The retrotrapezoid nucleus (RTN) contains 2,000 glutamatergic neurons that innervate selectively the respiratory centers of the pontomedullary region. These cells are at the ventral medullary surface in a previously identified chemosensitive region. RTN neurons are highly sensitive to acid in vitro and vigorously activated by inputs from the carotid body and from the hypothalamus in vivo. Mutations of the transcription factor Phox2b cause the congenital hypoventilation syndrome (CCHS), a disease characterized by extremely reduced chemoreflexes and the loss of breathing automaticity during sleep. RTN neurons express Phox2b and develop poorly in a mouse model of CCHS, which lacks chemoreflexes. Based on these and other data, I propose that the RTN is a critical nodal point for the homeostatic regulation of arterial PCO2 and that the nucleus operates as follows. RTN always contributes a major fraction of the tonic excitatory drive to the respiratory centers. RTN neurons derive their activity from two sources: a chemosensory drive (intrinsic chemosensitivity and inputs from the carotid bodies) and synaptic inputs from higher brain centers (non-chemosensory drive).
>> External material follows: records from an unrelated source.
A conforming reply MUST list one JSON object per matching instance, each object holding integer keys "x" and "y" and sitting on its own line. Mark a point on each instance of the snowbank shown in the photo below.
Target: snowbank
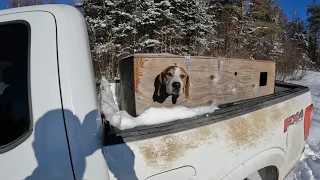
{"x": 152, "y": 116}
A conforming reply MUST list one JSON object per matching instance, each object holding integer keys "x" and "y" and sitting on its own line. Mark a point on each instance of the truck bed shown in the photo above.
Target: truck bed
{"x": 230, "y": 143}
{"x": 283, "y": 91}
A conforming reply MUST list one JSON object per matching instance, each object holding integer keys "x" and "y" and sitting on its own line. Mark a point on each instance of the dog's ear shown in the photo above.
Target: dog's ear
{"x": 159, "y": 83}
{"x": 186, "y": 88}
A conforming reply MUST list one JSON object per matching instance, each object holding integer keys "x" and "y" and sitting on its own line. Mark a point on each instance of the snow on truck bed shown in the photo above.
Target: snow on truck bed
{"x": 307, "y": 169}
{"x": 309, "y": 166}
{"x": 152, "y": 116}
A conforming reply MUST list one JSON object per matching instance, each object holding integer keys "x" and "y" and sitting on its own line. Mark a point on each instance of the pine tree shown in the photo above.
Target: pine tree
{"x": 313, "y": 12}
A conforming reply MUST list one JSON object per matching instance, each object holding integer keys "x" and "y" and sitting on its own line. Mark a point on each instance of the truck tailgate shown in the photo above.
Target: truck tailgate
{"x": 213, "y": 145}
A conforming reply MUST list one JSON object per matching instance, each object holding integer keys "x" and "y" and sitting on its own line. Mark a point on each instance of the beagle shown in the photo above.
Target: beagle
{"x": 174, "y": 81}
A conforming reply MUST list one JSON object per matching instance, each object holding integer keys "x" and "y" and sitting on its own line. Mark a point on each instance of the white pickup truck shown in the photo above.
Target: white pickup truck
{"x": 50, "y": 125}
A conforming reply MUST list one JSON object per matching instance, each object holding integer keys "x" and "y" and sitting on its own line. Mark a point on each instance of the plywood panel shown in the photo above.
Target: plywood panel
{"x": 237, "y": 79}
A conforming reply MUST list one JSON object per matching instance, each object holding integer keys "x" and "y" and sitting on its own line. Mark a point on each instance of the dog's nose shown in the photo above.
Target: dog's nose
{"x": 176, "y": 85}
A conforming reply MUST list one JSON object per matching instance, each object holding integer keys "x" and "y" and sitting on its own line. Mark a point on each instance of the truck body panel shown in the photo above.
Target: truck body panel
{"x": 217, "y": 149}
{"x": 61, "y": 60}
{"x": 29, "y": 158}
{"x": 68, "y": 139}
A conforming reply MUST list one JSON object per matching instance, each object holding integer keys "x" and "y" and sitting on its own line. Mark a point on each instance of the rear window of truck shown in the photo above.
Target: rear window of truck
{"x": 14, "y": 92}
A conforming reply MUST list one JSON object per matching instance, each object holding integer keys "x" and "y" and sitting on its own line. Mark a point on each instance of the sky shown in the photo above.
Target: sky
{"x": 288, "y": 6}
{"x": 299, "y": 5}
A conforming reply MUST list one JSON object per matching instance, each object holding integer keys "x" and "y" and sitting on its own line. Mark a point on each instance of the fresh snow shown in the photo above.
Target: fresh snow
{"x": 152, "y": 116}
{"x": 309, "y": 166}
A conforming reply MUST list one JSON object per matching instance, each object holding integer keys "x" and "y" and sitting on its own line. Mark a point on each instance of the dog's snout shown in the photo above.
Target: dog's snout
{"x": 176, "y": 85}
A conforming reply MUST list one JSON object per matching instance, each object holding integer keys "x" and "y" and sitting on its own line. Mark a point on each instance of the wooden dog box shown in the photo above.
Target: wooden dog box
{"x": 211, "y": 81}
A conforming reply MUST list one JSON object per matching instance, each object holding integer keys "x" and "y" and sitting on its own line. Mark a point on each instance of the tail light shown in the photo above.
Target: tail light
{"x": 307, "y": 121}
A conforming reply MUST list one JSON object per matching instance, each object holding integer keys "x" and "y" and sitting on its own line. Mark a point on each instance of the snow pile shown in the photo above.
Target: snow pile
{"x": 152, "y": 116}
{"x": 309, "y": 166}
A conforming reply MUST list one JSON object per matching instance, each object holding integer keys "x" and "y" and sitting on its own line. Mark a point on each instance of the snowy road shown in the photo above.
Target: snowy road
{"x": 309, "y": 166}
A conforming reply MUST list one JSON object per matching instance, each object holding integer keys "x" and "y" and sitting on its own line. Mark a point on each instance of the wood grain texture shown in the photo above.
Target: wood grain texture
{"x": 236, "y": 80}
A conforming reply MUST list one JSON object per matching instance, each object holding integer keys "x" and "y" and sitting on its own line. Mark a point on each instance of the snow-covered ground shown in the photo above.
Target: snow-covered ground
{"x": 309, "y": 165}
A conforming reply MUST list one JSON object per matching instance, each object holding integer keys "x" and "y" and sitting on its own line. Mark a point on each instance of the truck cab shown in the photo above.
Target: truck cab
{"x": 50, "y": 123}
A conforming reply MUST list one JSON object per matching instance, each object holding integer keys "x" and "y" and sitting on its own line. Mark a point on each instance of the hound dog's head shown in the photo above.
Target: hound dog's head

Under anesthesia or non-rapid eye movement sleep, the chemosensory drive to RTN neurons dominates, and, under these circumstances, the excitatory input from RTN to the respiratory controller is required for breathing automaticity. During waking and exercise, RTN contributes a reduced fraction of the total excitatory drive to the respiratory controller, but this fraction remains essential for CO2 homeostasis because of its exquisite chemosensitivity. The working hypothesis could explain the breathing deficits experienced by CCHS patients.